Besides contrast material administration, respiration may also dramatically influence scan quality in PE patients, because the dedicated guideline of breathing during computed tomographic scanning is usually hard to follow by patients with suspected massive or submassive PE (
24,
25,
29).
It has been suggested that DAE/MPAE could be obtained more objectively and more reliably than similar previously defined prognostic factors in association with right ventricular dysfunction (
13). We also showed very low inter-observer variation in reporting DAE/MPAE in the present work. On the basis of discussed parameters in association with attenuation of the pulmonary vasculature, however, a considerable variation could be expected with employment of DAE/MPAE as a prognostic factor, as the present study confirmed.
It has been proposed that a mechanical obstruction by the intravascular clot is not the sole contributor to pulmonary vascular resistance and other factors such as systemic arterial hypoxemia, reflex vasoconstriction and release of vasoactive agents may also come to play (
30). In addition, many clots lodge in small peripheral pulmonary arteries with no significant contribution to overall obstruction in pulmonary vasculature in PE (
31). Therefore, the degree of enhancement of pulmonary vasculature in PE may not reflect actual severity of the obstruction. An insignificant correlation between DAE/MPAE and PAOS in the present work supports this surmise.
Finally, we found a significant reverse correlation between patients’ age and DAE/MPAE. Age is a known risk factor for untoward consequences in patients with PE (
32). In a recent study, our group found age as the only prognostic factor in patients with PE, which was independent of right heart failure and PAOS (
33). In the international cooperative pulmonary embolism registry, age of > 70 years has been suggested as a negative prognostic factor in patients with PE (
34). At the same time, it has been shown that an increasing age aggravates right ventricle (RV) dysfunction (
35). Accordingly, it could be suggested that a significant association between DAE/MPAE and patients’ outcome in PE is only the effect of age. Unfortunately Park et al. did not examine age as a prognostic factor in their study. The mean age of their patients (71.4 years), however, was significantly more than that in the present work (61.7 years) and in Hefeda’s series (56.8 years).
Our sample size is larger than that of the original report (
13), but for more definite prognostic purposes, larger sample sizes should be studied in future works. In addition, although a 3-month follow-up encompasses the critical period in patients with PE (
3), longer follow-ups are needed to fully examine the prognostic importance of DAE/MPAE.
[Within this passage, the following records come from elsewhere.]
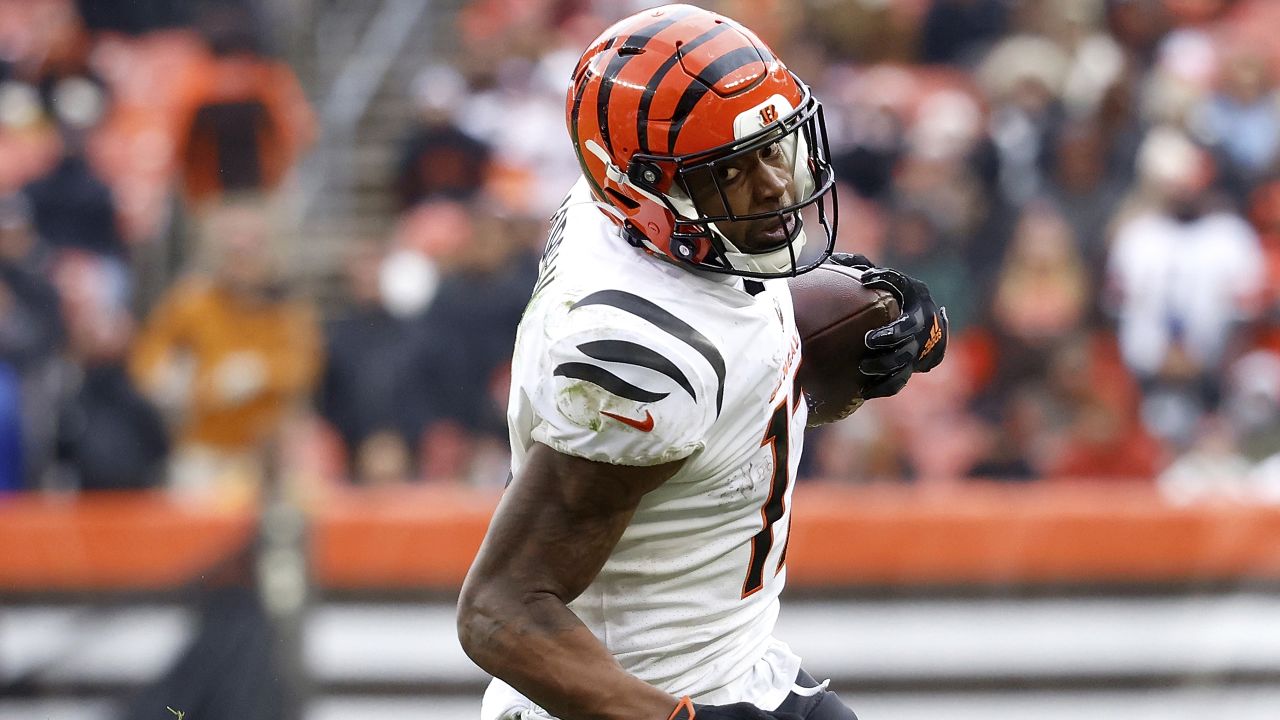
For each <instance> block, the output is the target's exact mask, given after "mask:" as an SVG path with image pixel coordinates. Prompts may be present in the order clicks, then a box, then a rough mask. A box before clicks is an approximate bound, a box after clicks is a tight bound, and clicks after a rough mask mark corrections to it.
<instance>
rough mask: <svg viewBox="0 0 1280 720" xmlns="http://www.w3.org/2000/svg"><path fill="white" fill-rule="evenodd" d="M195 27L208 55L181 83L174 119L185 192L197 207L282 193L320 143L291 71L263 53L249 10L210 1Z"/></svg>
mask: <svg viewBox="0 0 1280 720" xmlns="http://www.w3.org/2000/svg"><path fill="white" fill-rule="evenodd" d="M200 8H201V12H200V13H197V14H198V18H197V22H196V27H197V28H200V29H201V32H202V33H204V38H205V42H206V44H207V50H209V55H207V56H206V58H202V59H201V61H198V63H196V64H195V65H193V67H192V68H191V69H189V74H188V76H186V77H183V91H182V96H180V97H179V99H178V100H177V104H178V106H179V108H180V110H179V115H178V118H177V123H178V126H177V127H178V128H179V133H178V142H179V145H178V159H179V163H180V173H182V179H183V190H184V192H186V195H187V199H188V200H189V201H191V202H193V204H197V205H200V204H204V202H207V201H215V200H218V199H219V197H221V196H223V195H225V193H237V192H266V191H271V190H274V188H276V187H279V184H280V182H282V181H283V179H284V177H285V174H287V173H288V170H289V169H291V168H292V167H293V164H294V161H296V160H297V158H298V154H300V152H301V151H302V150H303V149H306V147H307V146H308V145H310V143H311V141H312V140H314V138H315V118H314V117H312V114H311V106H310V104H308V102H307V100H306V96H305V95H303V92H302V87H301V86H300V85H298V79H297V76H294V73H293V69H292V68H291V67H289V65H288V64H285V63H283V61H279V60H275V59H273V58H269V56H266V55H265V54H264V53H262V42H261V40H260V35H261V31H260V29H259V28H257V27H256V26H255V23H253V17H252V14H251V13H250V10H248V5H241V4H236V3H205V4H202V5H200Z"/></svg>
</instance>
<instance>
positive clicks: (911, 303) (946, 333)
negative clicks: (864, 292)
mask: <svg viewBox="0 0 1280 720" xmlns="http://www.w3.org/2000/svg"><path fill="white" fill-rule="evenodd" d="M831 260H832V261H833V263H837V264H840V265H845V266H849V268H858V269H860V270H863V275H861V282H863V284H864V286H867V287H872V288H877V290H883V291H887V292H890V293H891V295H892V296H893V297H895V299H896V300H897V305H899V307H901V310H902V314H901V315H900V316H899V318H897V319H896V320H893V322H892V323H890V324H887V325H884V327H881V328H876V329H874V331H870V332H869V333H867V340H865V342H867V350H868V352H867V354H865V355H864V356H863V360H861V363H860V364H859V366H858V369H859V370H861V373H863V374H864V375H868V377H870V378H874V379H873V380H872V382H870V383H869V384H868V386H867V387H865V388H864V391H863V396H864V397H865V398H868V400H870V398H873V397H888V396H891V395H897V392H899V391H901V389H902V388H904V387H905V386H906V380H908V379H910V377H911V373H915V372H920V373H928V372H929V370H932V369H933V368H937V366H938V363H941V361H942V356H943V355H946V351H947V310H946V307H938V306H937V304H934V302H933V297H932V296H931V295H929V288H928V287H927V286H925V284H924V283H923V282H920V281H918V279H915V278H911V277H909V275H904V274H902V273H900V272H897V270H892V269H890V268H877V266H876V265H874V264H873V263H872V261H870V260H868V259H867V258H865V256H864V255H849V254H845V252H836V254H833V255H832V256H831Z"/></svg>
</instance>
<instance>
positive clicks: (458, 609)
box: [456, 580, 504, 673]
mask: <svg viewBox="0 0 1280 720" xmlns="http://www.w3.org/2000/svg"><path fill="white" fill-rule="evenodd" d="M502 605H503V603H502V593H500V592H498V591H497V588H494V587H493V585H492V584H489V583H475V582H470V580H468V582H467V583H465V584H463V585H462V593H461V594H460V596H458V609H457V616H456V621H457V629H458V643H460V644H461V646H462V651H463V652H466V653H467V657H470V659H471V660H472V661H474V662H475V664H476V665H479V666H480V667H481V669H484V670H488V671H489V673H494V667H493V666H492V665H493V664H494V662H497V661H498V660H499V659H500V657H502V652H500V650H499V648H498V646H499V644H500V635H502V629H503V625H504V623H503V615H504V612H503V611H502Z"/></svg>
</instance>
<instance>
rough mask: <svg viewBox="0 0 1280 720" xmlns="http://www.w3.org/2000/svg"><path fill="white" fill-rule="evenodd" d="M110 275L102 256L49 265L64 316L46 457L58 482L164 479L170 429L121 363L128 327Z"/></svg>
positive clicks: (96, 483)
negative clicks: (66, 347) (55, 264)
mask: <svg viewBox="0 0 1280 720" xmlns="http://www.w3.org/2000/svg"><path fill="white" fill-rule="evenodd" d="M113 273H114V270H113V266H111V265H110V264H109V263H108V261H106V260H104V259H102V258H100V256H96V255H93V254H87V252H79V254H69V255H64V256H63V258H61V259H60V260H59V263H58V266H56V268H55V269H54V278H55V283H56V287H58V290H59V293H60V295H61V310H63V315H64V318H65V322H67V355H65V359H64V363H63V370H61V377H60V383H59V393H60V397H59V402H58V406H56V413H58V418H56V423H58V424H56V442H55V447H54V457H52V459H51V460H52V465H54V478H52V482H54V484H55V487H59V488H77V489H82V491H95V489H138V488H150V487H161V486H163V484H164V478H165V475H164V471H165V461H166V460H168V456H169V433H168V430H166V429H165V427H164V420H163V419H161V416H160V413H159V410H157V409H156V407H155V406H152V405H151V402H150V401H147V398H146V397H143V396H142V393H141V392H140V391H138V389H137V387H136V386H134V383H133V379H132V378H131V377H129V373H128V369H127V366H125V360H127V356H128V351H129V345H131V342H132V341H133V332H134V327H133V319H132V316H131V315H129V310H128V307H125V306H124V305H123V304H122V302H120V299H119V297H118V296H115V295H114V288H113V287H111V283H113V282H114V277H113Z"/></svg>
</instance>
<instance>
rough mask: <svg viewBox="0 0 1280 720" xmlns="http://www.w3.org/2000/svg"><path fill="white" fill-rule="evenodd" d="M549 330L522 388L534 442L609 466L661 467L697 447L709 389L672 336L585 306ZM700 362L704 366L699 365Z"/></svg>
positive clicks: (683, 456)
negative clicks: (525, 392)
mask: <svg viewBox="0 0 1280 720" xmlns="http://www.w3.org/2000/svg"><path fill="white" fill-rule="evenodd" d="M571 315H572V316H573V318H572V322H571V323H570V322H566V323H564V325H567V327H559V328H553V329H552V332H550V333H549V337H548V343H547V345H545V346H544V350H545V352H544V355H543V356H541V357H540V359H539V361H538V365H539V373H538V375H536V380H535V382H534V383H531V384H536V387H534V388H526V391H531V392H529V397H530V401H531V404H532V409H534V413H535V415H536V418H538V419H536V421H535V425H534V429H532V433H531V437H532V439H534V441H536V442H540V443H543V445H547V446H550V447H552V448H554V450H557V451H559V452H564V454H567V455H573V456H577V457H584V459H588V460H595V461H600V462H611V464H614V465H658V464H662V462H671V461H675V460H681V459H684V457H687V456H689V455H691V454H694V452H696V451H698V450H701V448H703V446H704V442H705V437H707V433H708V430H709V429H710V425H712V423H713V421H714V419H716V384H714V382H709V378H708V370H707V369H704V368H700V366H699V360H700V357H699V356H698V355H696V352H694V351H692V348H690V347H687V346H685V345H684V343H682V342H681V341H680V340H678V338H676V337H672V336H669V334H667V333H664V332H662V331H660V329H658V328H653V327H646V325H644V323H631V324H628V323H625V322H620V320H621V318H618V316H617V314H611V313H609V311H608V310H596V309H591V307H584V309H580V310H577V311H575V313H572V314H571ZM703 364H705V361H703Z"/></svg>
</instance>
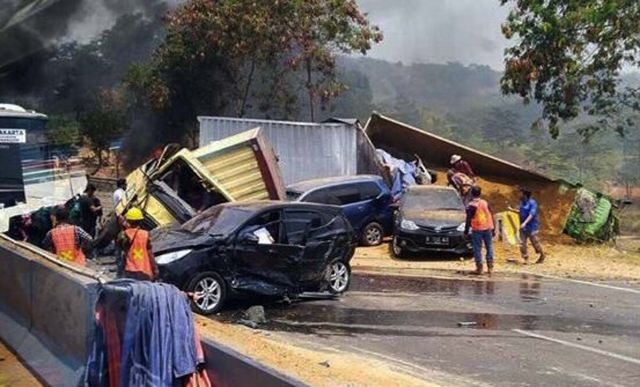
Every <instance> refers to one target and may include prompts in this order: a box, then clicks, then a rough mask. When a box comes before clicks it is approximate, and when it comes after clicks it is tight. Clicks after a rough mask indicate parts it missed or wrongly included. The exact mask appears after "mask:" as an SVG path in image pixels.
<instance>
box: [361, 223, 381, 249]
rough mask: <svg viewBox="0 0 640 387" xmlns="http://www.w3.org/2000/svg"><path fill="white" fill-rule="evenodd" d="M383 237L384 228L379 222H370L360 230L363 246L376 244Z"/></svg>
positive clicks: (368, 245)
mask: <svg viewBox="0 0 640 387" xmlns="http://www.w3.org/2000/svg"><path fill="white" fill-rule="evenodd" d="M382 238H384V230H383V228H382V226H381V225H380V223H376V222H371V223H369V224H367V225H366V226H365V227H364V229H363V230H362V238H361V239H362V240H361V242H362V244H363V245H364V246H378V245H379V244H381V243H382Z"/></svg>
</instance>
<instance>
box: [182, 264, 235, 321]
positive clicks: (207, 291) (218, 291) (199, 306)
mask: <svg viewBox="0 0 640 387" xmlns="http://www.w3.org/2000/svg"><path fill="white" fill-rule="evenodd" d="M189 291H190V292H192V293H194V299H193V300H191V309H192V310H193V311H194V312H196V313H199V314H204V315H207V314H212V313H216V312H218V311H219V310H220V309H222V307H223V306H224V303H225V301H226V299H227V287H226V284H225V282H224V280H223V279H222V277H220V275H218V274H217V273H213V272H205V273H201V274H198V275H197V276H195V277H194V278H193V279H192V280H191V282H190V283H189Z"/></svg>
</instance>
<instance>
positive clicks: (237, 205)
mask: <svg viewBox="0 0 640 387" xmlns="http://www.w3.org/2000/svg"><path fill="white" fill-rule="evenodd" d="M220 206H224V207H233V208H240V209H243V210H248V211H254V212H259V211H262V210H269V209H274V210H275V209H313V210H318V211H325V212H327V211H328V212H335V213H337V212H340V207H337V206H332V205H327V204H317V203H303V202H286V201H282V200H252V201H242V202H231V203H224V204H220Z"/></svg>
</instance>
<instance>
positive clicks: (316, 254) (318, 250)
mask: <svg viewBox="0 0 640 387" xmlns="http://www.w3.org/2000/svg"><path fill="white" fill-rule="evenodd" d="M285 219H286V221H285V227H286V231H287V235H288V238H289V241H292V242H294V243H297V244H299V245H301V246H304V252H303V256H302V260H301V261H300V266H299V267H298V277H297V278H298V280H299V281H300V282H301V283H307V282H315V281H320V280H321V279H322V277H323V275H324V271H325V268H326V266H327V264H328V263H329V262H328V261H329V259H330V255H331V253H332V249H333V246H334V243H335V238H336V233H335V232H332V229H331V228H330V222H331V220H332V219H333V217H328V216H327V215H326V214H324V213H323V212H321V211H316V210H309V209H288V210H285Z"/></svg>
As mentioned earlier, some pathologies such as air space consolidations, intracardiac shunts, preexisting undiagnosed heart failure, high cardiac output, and obstruction of the superior vena cava may affect the prognostic value of DAE/MPAE in PE. Although many of these conditions are rare, more controlled studies are needed to reach a definite conclusion in this regard.
Finally, accurate separation of PE-related and unrelated complications/death is impossible and this may limit drawing a solid conclusion in examining the prognostic value of DAE/MPAE in PE. It should be noted, however, that in the present study we showed significant associations between the extent (and severity) of PE and PE-related complications/mortality, which may, at least partly, confirm the accuracy of proposing those outcome variables as PE-related ones.
In summary, this study showed that DAE/MPAE on PCTA could not be considered as a reliable short-term prognostic factor in patients with massive or sub-massive PE.